A “realidade dos fatos da política e da economia” que a equipe da Lava Jato tem que levar – e tem levado – em consideração, é a existência de um amplo e disseminado esquema para assaltar a Petrobrás e outras empresas ou instâncias públicas, em que alguns monopólios ou candidatos a monopólio passavam uma parte do roubo, como propina, a políticos e partidos – que, com essas propinas, abusavam (e abusam) do poder econômico para ficar no poder.
Obviamente, não existe corrupto “progressista” ou “de esquerda”. Ninguém recebe propina para fazer a revolução social. A política reacionária, neoliberal, do PT possui relação direta com a corrupção.
Essa é a realidade dos fatos. Mas não é essa a “realidade dos fatos” que o nosso velho amigo, senador Requião, quer que a Lava Jato leve em consideração.
Então, o que significa a menção sobre a suposta “falta de compromisso da Operação, de seus principais operadores, com o país”?
O país não é composto de corruptos, de ladrões da coisa pública. Por isso, em um período de agruras, uma das poucas coisas com que o país está satisfeito é, exatamente, a Operação Lava Jato.
Então, com quem o senador acha que a Lava Jato não tem compromisso?
Certamente, não é com o país – pelo menos, não com o país real.
A questão é que qualquer combate à corrupção feito com dois pesos e duas medidas não é um combate à corrupção. Por que um ladrão do PT mereceria ser tratado de forma diferente de um ladrão do PSDB ou do PMDB? Por que teríamos de suportar o roubo da Odebrecht ou da JBS, enquanto enviamos alguns ladrões de galinha para a prisão?
O compromisso dos policiais, procuradores e juízes da Lava Jato com o país está, exatamente, em não usar dois pesos e duas medidas.
Obviamente, não acreditamos que o senador Requião seja a favor de um combate seletivo à corrupção.
Por isso, achamos estranho que o senador denuncie a corrupção de Temer por passar campos de petróleo no pré-sal, que valem bilhões de dólares, para multinacionais, e chame Dilma de “presidente honesta” – logo Dilma, que passou o campo de Libra, o maior do Planeta, no pré-sal, para a Shell e a Total.
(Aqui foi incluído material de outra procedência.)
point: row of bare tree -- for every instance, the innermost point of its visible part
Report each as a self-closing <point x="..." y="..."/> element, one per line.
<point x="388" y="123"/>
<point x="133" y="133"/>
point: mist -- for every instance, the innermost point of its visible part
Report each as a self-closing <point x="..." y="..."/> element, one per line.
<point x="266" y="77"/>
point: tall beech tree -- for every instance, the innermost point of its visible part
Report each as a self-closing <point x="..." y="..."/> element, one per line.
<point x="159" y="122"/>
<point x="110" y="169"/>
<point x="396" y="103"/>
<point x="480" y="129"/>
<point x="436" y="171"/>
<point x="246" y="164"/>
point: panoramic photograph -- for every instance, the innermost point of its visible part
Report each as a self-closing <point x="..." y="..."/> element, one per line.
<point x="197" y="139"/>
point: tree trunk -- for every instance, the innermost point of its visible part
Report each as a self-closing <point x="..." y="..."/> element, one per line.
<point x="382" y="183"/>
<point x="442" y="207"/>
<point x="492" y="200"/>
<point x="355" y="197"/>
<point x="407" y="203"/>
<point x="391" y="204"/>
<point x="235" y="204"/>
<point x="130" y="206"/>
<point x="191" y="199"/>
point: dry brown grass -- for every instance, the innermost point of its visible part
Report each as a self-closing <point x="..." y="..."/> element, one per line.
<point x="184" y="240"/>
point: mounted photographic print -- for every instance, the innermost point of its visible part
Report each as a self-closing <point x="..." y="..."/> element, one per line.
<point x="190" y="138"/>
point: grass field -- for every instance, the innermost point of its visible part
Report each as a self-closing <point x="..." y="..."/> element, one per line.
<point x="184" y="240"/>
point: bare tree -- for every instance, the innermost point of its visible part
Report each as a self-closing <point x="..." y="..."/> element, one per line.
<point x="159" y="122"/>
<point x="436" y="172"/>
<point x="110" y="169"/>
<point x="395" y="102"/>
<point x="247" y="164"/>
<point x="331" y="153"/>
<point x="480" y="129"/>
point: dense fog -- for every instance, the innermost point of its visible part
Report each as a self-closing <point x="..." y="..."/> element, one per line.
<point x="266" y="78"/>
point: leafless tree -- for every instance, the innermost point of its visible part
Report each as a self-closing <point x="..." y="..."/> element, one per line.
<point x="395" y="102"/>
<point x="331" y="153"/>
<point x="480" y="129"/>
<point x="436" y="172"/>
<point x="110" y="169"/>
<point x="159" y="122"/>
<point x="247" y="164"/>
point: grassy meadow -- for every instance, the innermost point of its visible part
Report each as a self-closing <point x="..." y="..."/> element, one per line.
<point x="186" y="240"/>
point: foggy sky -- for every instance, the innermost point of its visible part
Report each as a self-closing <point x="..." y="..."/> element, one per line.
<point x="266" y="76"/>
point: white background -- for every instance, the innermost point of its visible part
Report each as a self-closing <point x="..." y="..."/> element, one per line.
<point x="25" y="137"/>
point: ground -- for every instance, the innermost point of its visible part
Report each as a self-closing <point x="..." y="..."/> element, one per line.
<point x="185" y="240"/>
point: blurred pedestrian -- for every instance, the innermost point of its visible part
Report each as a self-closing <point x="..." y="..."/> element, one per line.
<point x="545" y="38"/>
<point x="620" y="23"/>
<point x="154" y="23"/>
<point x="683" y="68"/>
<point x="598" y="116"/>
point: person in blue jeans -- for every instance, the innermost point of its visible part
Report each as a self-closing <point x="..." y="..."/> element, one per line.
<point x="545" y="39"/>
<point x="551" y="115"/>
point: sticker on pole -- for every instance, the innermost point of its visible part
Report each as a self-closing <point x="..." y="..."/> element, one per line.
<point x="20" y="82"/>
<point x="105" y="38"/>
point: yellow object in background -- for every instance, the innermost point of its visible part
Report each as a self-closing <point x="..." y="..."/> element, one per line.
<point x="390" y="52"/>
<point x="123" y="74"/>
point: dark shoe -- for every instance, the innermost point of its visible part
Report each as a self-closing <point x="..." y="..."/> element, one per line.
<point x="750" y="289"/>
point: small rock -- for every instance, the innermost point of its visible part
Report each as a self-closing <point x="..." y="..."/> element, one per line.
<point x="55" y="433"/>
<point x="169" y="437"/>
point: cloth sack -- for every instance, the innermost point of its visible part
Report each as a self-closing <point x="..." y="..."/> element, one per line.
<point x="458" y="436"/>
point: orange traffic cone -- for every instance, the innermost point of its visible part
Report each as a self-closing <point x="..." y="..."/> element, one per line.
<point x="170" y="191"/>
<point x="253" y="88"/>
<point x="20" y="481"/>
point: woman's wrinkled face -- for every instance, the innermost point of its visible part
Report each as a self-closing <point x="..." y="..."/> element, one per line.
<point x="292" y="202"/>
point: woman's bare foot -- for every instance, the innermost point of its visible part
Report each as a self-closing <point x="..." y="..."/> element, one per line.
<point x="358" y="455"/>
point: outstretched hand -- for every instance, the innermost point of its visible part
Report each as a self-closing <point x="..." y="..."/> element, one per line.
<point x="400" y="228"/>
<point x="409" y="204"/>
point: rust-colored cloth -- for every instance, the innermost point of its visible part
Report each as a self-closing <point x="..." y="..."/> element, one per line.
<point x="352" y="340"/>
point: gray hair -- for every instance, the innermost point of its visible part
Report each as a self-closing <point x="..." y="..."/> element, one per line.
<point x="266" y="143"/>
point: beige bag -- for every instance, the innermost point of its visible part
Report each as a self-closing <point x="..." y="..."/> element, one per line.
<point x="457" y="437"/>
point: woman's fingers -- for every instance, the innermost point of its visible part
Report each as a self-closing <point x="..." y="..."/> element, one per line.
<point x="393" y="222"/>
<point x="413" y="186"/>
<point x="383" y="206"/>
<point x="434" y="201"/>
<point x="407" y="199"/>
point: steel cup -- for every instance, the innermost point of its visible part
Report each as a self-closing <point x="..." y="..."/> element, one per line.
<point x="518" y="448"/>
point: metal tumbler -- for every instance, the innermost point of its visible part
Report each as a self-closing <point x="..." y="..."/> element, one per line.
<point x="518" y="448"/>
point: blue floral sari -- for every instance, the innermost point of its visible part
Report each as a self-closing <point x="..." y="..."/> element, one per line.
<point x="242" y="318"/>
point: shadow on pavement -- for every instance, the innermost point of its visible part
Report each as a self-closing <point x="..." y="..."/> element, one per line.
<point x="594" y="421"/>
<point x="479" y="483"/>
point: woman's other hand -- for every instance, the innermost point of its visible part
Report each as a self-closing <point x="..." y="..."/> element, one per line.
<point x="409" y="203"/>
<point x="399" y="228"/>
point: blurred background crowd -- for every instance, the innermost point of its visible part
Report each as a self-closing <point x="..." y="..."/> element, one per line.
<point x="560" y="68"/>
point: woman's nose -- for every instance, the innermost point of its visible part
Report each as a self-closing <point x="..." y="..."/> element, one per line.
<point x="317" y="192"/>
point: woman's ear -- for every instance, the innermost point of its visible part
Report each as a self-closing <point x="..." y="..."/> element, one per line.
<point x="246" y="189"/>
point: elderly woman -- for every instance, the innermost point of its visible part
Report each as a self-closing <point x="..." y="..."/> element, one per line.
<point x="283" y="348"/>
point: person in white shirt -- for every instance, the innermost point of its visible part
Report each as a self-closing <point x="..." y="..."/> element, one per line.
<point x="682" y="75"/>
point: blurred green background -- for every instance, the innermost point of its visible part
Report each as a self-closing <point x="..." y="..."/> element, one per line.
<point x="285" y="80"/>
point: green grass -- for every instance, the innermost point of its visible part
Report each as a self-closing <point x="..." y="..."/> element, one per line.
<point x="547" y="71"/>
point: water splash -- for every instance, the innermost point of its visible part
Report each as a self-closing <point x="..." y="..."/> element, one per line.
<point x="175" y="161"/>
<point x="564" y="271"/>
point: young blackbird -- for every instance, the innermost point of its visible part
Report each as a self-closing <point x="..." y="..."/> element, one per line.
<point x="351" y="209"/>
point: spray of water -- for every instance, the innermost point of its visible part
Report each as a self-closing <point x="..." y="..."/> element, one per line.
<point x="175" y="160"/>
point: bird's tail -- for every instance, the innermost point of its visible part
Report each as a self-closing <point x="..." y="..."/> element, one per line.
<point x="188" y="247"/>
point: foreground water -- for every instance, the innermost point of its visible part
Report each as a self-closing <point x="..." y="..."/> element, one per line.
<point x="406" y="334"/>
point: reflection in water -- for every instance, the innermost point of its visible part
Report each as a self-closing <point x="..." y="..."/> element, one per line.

Somente o entreguismo de Temer é corrupção, mas não o de Dilma?
Por que o senador esqueceu o que ele mesmo disse na época do leilão de Libra?
Requião também acusa os procuradores de “fugir da realidade” ao denunciar Temer por corrupção, mas não por “desbaratar o patrimônio nacional de forma tão açodada, irresponsável e suspeita”. Literalmente, disse ele: “Mas suas excelentíssimas excelências acima citadas não estão nem aí. Por que, entendem, não vem ao caso…”.
Denunciar um sujeito que está na Presidência da República e expô-lo como o que é, um ladrão, não é pouca coisa. O próprio Requião reconhece isso. No entanto, exige dos procuradores que façam aquilo que não é tarefa sua, mas de outras autoridades – por exemplo, do presidente da Frente Parlamentar Mista em Defesa da Soberania Nacional, que vem a ser o senador Roberto Requião.
Por fim, o senador é injusto consigo mesmo, ao dizer que “fui, neste plenário, o primeiro senador a apoiar e a conclamar o apoio à Operação Lava Jato”, e, ao mesmo tempo, que “desde o início, apontei a falta de compromisso da Operação, de seus principais operadores, com o país”.
A caça por votos – e votos do PT! – faz, às vezes, com que as pessoas não percebam o seu próprio valor. Temos certeza que o senador jamais apoiou (muito menos “conclamou o apoio”) a algo que tivesse “falta de compromisso com o país”. O que aconteceu é que ele mudou sua posição sobre a Lava Jato (veja-se, por exemplo, o discurso em que lembra o Caso Banestado, que tinha Sérgio Moro como juiz, em nossa edição de 25/03/2016).
Porém, mudar de opinião, ainda que para pior, é um direito seu.